Appellants claim that the question is settled in Michigan by the case of McKenna v. Wilson, 280 Mich. 227. It is true that in the latter case, plaintiff, claiming usury, sought the discharge of a mortgage under section 14403 in a contested case. The attorney for the defendant and appellee in the McKenna Case
did not deny its applicability if the court was satisfied by proof that the principal and interest of the mortgage had been fully paid. The question now before us in the instant case was not raised in the McKenna Case and we did not pass
upon it. It now is squarely before us. Section 14403, 3 Comp. Laws 1929 (Stat. Ann. § 27.1187), provides an appropriate remedy in a case where there is no question but that the mortgage has been paid and where the present residence of the mortgagee or his assignee is unknown to the petitioner. The purpose of this section, as shown by its very terms, is to obtain a certificate of discharge of a mortgage which has been paid and where the owner of the mortgage or his assignee cannot be found. The necessary averment under the statute is "that the present residence or whereabouts of the mortgagee, owner of the land contract or tax lien (or his assignee, if the mortgage, land contract or tax lien shall have been assigned) is unknown to the petitioner, and that the petitioner has been unable to obtain the same after diligent search and inquiry." The present act is very similar to the original act that was first enacted by Act No. 102, Pub. Acts 1867, where other sections of the act were reenactments of chapter 65 of the Revised Statutes of 1846. The act provides for no process. It is brought on the law side of the court and provides for no jury trial. It is not applicable at all to a contested case for by its very terms it is to be used when the present residence or whereabouts of the mortgagee or his assignee is unknown. There was service of process, not provided for in the act, in the instant case.

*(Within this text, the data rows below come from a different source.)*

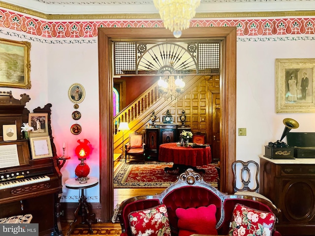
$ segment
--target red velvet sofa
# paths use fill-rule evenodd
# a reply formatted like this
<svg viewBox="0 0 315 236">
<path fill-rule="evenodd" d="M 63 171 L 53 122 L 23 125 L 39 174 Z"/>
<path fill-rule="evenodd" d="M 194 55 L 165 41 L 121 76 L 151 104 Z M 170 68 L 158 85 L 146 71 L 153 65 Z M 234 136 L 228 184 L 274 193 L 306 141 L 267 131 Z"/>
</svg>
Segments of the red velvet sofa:
<svg viewBox="0 0 315 236">
<path fill-rule="evenodd" d="M 164 204 L 167 207 L 172 236 L 178 235 L 178 218 L 177 208 L 197 208 L 216 206 L 217 219 L 216 228 L 220 235 L 228 235 L 232 212 L 236 204 L 262 211 L 273 212 L 277 217 L 280 212 L 276 206 L 265 199 L 241 195 L 225 194 L 205 182 L 202 177 L 191 169 L 180 175 L 178 180 L 159 194 L 142 196 L 126 199 L 120 206 L 118 217 L 122 233 L 121 236 L 131 236 L 128 215 L 129 213 L 144 210 Z M 275 225 L 273 236 L 281 236 L 276 230 Z"/>
</svg>

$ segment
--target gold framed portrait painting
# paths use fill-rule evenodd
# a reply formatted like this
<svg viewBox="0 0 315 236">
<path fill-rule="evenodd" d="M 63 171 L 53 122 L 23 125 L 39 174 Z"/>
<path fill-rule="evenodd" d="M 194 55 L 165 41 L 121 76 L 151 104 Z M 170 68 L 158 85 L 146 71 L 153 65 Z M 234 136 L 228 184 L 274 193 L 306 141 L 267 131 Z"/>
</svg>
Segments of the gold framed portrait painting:
<svg viewBox="0 0 315 236">
<path fill-rule="evenodd" d="M 0 38 L 0 87 L 31 88 L 31 43 Z"/>
<path fill-rule="evenodd" d="M 276 59 L 277 113 L 315 112 L 315 59 Z"/>
</svg>

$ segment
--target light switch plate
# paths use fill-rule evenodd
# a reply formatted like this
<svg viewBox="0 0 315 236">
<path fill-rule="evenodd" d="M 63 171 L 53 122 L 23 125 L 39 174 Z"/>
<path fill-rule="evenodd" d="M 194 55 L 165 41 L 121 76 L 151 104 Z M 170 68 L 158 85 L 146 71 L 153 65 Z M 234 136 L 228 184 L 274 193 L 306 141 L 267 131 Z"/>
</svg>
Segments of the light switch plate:
<svg viewBox="0 0 315 236">
<path fill-rule="evenodd" d="M 238 136 L 246 136 L 246 128 L 239 128 Z"/>
</svg>

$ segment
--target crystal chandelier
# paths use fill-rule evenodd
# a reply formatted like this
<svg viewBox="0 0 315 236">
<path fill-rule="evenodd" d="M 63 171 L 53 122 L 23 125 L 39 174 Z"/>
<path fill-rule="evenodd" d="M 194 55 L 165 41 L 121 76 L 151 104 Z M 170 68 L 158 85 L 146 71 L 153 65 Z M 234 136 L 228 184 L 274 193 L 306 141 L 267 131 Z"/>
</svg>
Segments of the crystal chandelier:
<svg viewBox="0 0 315 236">
<path fill-rule="evenodd" d="M 159 87 L 158 91 L 165 100 L 169 97 L 171 99 L 173 97 L 175 99 L 177 98 L 184 92 L 184 87 L 185 86 L 185 82 L 180 78 L 179 76 L 177 76 L 176 80 L 172 75 L 164 80 L 162 80 L 160 76 L 158 84 Z"/>
<path fill-rule="evenodd" d="M 182 30 L 189 28 L 200 0 L 153 0 L 153 2 L 164 26 L 173 32 L 175 38 L 179 38 Z"/>
</svg>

In Massachusetts, the court passed upon a somewhat similar statute which provided for the discharge of a mortgage when a mortgagor had been in possession of the premises for over 20 years and made no payment on the mortgage. The court stated that the statute was to provide a simple and easy way to remove this kind of incumbrance from the record in cases where there was no controversy, and that when there was such controversy, other
procedure should be used. McMahan v. McMahan, 205 Mass. 99
(91 N.E. 298). It is a general principle of law that where a remedy is given by statute, all requirements imposed by it must be complied with. Some of the necessary averments to be set forth in a petition duly verified by the oath of petitioner, as required by section 14403, were not made in the instant case. It becomes unnecessary to discuss other questions in regard to the act or the procedural questions raised by appellee. The judge was correct in entering a judgment for defendant.
The judgment is affirmed, with costs.
BOYLES, C.J., and CHANDLER, NORTH, STARR, WIEST, BUSHNELL, and SHARPE, JJ., concurred.